Cheryl Westlund, an office support specialist at the College of Law, has seen the UI from afar and, for the past five years, up close.
She prefers up close.
"I really like being able to experience the campus atmosphere," said Westlund, who came to the UI after working for 11 years in UI Extension's northeast regional office, based in Matteson. "When you work here, you feel better connected and more attached to the university."
Westlund, who has three adult children, made the move to the Champaign-Urbana area after her husband took a job with the local United Way. She accepted a job with UI Extension in 2007 and moved to a higher-level position with the College of Law a year later.
"The jobs have been very different," she said. "My job at Extension was more financial and the one I have with the College of Law is more clerical."

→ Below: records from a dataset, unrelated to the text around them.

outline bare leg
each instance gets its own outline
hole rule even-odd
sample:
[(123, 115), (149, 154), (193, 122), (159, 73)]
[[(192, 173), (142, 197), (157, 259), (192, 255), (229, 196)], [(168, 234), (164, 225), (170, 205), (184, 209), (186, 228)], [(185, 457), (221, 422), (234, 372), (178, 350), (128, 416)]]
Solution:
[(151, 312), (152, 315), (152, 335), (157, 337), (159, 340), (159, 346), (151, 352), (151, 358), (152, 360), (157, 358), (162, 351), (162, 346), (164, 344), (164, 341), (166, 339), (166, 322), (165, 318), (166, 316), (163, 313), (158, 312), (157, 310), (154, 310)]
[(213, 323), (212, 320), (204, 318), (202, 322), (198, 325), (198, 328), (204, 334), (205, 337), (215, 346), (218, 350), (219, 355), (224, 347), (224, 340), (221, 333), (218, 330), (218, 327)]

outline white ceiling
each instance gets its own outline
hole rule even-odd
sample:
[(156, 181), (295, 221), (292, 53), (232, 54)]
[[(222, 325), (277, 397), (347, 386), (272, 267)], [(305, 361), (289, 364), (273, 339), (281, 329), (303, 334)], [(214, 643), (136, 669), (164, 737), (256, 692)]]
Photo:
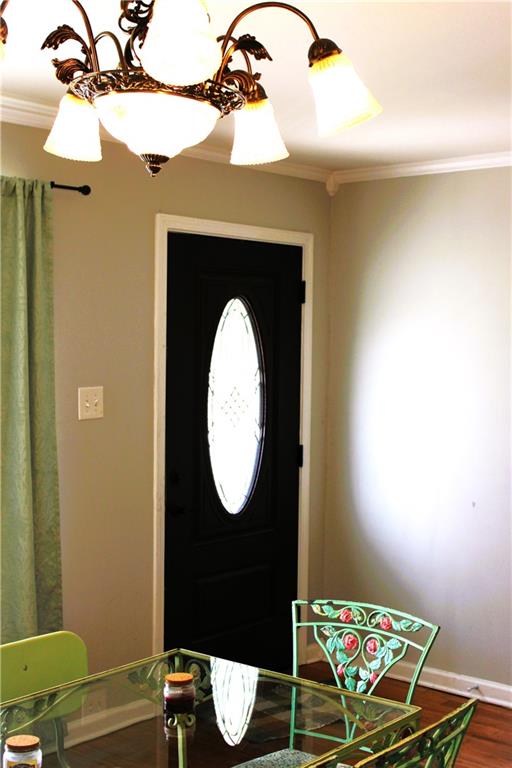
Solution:
[[(82, 3), (95, 33), (117, 30), (118, 0)], [(209, 0), (214, 31), (222, 34), (248, 4)], [(350, 56), (384, 112), (339, 136), (319, 139), (307, 82), (307, 27), (281, 9), (247, 16), (238, 32), (255, 35), (273, 57), (255, 68), (272, 99), (290, 163), (334, 171), (510, 151), (510, 2), (298, 0), (298, 5), (320, 36), (334, 39)], [(51, 59), (65, 58), (63, 52), (77, 56), (78, 46), (67, 43), (58, 54), (40, 46), (59, 24), (83, 34), (77, 9), (70, 0), (11, 0), (5, 19), (2, 95), (56, 107), (64, 86), (55, 79)], [(109, 42), (101, 45), (102, 67), (113, 66)], [(219, 121), (201, 146), (227, 151), (232, 122)]]

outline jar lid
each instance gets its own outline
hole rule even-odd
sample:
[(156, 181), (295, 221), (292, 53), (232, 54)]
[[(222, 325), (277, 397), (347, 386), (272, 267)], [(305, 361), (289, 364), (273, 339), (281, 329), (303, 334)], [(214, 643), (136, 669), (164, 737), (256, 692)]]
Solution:
[(19, 736), (9, 736), (5, 740), (5, 746), (13, 752), (32, 752), (39, 747), (39, 738), (20, 733)]
[(188, 672), (171, 672), (165, 676), (165, 682), (169, 685), (188, 685), (193, 681), (193, 677)]

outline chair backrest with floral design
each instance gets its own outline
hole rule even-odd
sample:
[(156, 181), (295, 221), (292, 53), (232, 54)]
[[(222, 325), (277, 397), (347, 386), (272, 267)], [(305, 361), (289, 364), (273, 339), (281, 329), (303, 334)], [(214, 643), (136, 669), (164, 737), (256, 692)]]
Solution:
[[(356, 763), (355, 768), (452, 768), (476, 708), (470, 699), (441, 720)], [(343, 763), (338, 763), (344, 768)]]
[(414, 668), (410, 703), (439, 627), (393, 608), (348, 600), (294, 600), (293, 674), (298, 674), (298, 630), (309, 627), (340, 688), (371, 693), (391, 667), (407, 656)]

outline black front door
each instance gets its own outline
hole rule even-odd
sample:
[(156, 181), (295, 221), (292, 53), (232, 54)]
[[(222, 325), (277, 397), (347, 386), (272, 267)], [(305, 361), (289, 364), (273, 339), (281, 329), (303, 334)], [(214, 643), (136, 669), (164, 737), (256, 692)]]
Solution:
[(165, 647), (291, 666), (302, 249), (170, 233)]

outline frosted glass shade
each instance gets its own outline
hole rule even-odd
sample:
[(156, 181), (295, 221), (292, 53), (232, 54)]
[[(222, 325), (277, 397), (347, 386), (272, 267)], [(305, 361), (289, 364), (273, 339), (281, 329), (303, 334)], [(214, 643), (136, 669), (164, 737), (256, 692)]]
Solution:
[(309, 81), (320, 136), (330, 136), (382, 112), (344, 53), (315, 62), (309, 69)]
[(288, 157), (269, 99), (249, 102), (234, 115), (233, 165), (261, 165)]
[(92, 104), (66, 93), (44, 149), (66, 160), (101, 160), (100, 126)]
[(201, 0), (155, 0), (140, 59), (155, 80), (193, 85), (211, 78), (221, 63), (221, 48)]
[(0, 40), (0, 61), (5, 59), (5, 44)]
[(162, 91), (112, 92), (94, 103), (107, 131), (137, 155), (174, 157), (203, 141), (220, 116), (205, 101)]

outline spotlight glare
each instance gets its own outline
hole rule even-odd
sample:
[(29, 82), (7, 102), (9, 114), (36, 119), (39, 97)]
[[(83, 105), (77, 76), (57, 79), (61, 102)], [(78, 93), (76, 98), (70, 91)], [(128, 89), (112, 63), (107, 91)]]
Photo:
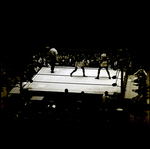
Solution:
[(52, 105), (52, 108), (56, 108), (56, 105)]
[(117, 110), (117, 111), (123, 111), (123, 109), (122, 109), (122, 108), (117, 108), (116, 110)]

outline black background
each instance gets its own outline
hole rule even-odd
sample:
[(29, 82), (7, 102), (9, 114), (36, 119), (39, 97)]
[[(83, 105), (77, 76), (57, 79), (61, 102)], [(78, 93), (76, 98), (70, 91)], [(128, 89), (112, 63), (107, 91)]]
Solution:
[(2, 54), (12, 65), (27, 62), (47, 45), (58, 51), (128, 48), (138, 63), (148, 63), (146, 4), (13, 3), (4, 10)]

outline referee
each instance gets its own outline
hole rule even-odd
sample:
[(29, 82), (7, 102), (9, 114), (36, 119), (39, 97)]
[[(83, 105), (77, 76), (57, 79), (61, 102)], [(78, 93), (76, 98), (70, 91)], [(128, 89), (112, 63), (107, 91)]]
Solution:
[(58, 54), (55, 48), (51, 48), (49, 51), (50, 54), (50, 65), (51, 65), (51, 73), (54, 73), (55, 63), (56, 63), (56, 56)]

She said other law employees have made the transition an easy one.
"There's a lot of support we give and get from all of the faculty assistants in the building," she said. "The faculty assistants are very generous and giving of their time to co-workers. You can send out an email call that you need help and you will immediately get responses and ideas."

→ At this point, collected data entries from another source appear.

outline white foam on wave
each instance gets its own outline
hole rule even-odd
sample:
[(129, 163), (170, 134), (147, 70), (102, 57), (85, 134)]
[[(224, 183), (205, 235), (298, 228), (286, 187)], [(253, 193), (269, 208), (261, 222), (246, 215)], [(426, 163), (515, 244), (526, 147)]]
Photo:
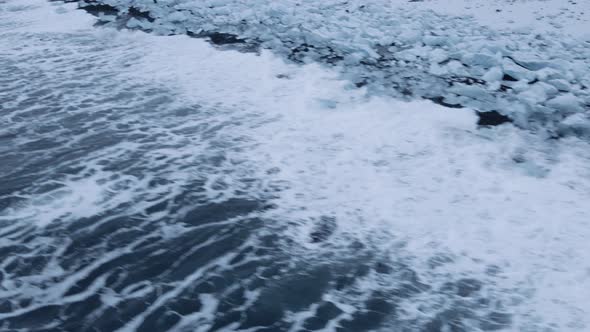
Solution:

She said her office becomes especially busy during finals, as employees are asked to complete a long list of tasks that includes everything from preparing student information packets to handing back graded work. She said she especially likes working with students.
Prior to her work for the university, Westlund worked in downtown Chicago doing clerical work for several corporations. She said the most interesting of her jobs was for W. Clement Stone, the famed philanthropist and self-help guru.
She said she misses taking the daily train into the city, but not the other travel-related difficulties associated with living in Chicagoland, such as tollways and high parking fees when she did drive someplace.
"Everywhere you turn you have to pay for something," she said. "I hear people complain about parking here, but it's nothing compared to Chicago."
She said traveling by train also had led to several friendships.
"You take the same train every morning and evening, so you get to know the people riding with you," she said.
Westlund's hobbies include working with stained glass and reading, and she volunteers for an international youth group and other community service organizations.
She recently participated in the Central Illinois Honor Flight program, which pairs volunteer "guardians" with World War II veterans for a flight to the war memorial in Washington, D.C. The volunteers pay for their own expenses; donations support the veterans.
She was paired with an 88-year-old Army Air Corps veteran who was "spry and quick-witted," she said.
"It was a marvelous trip," she said. "I cannot believe how emotional it was. He said he wasn't prepared for how emotional it would be, either. The reception they received was incredible."
She said the veterans shared their memories during the flight and that she was enthralled listening to them recall the days of their youth.
"We heard so many neat stories," she said. "The veterans felt like people really cared about them and respected them. It was a great experience and I'd do it again in a minute."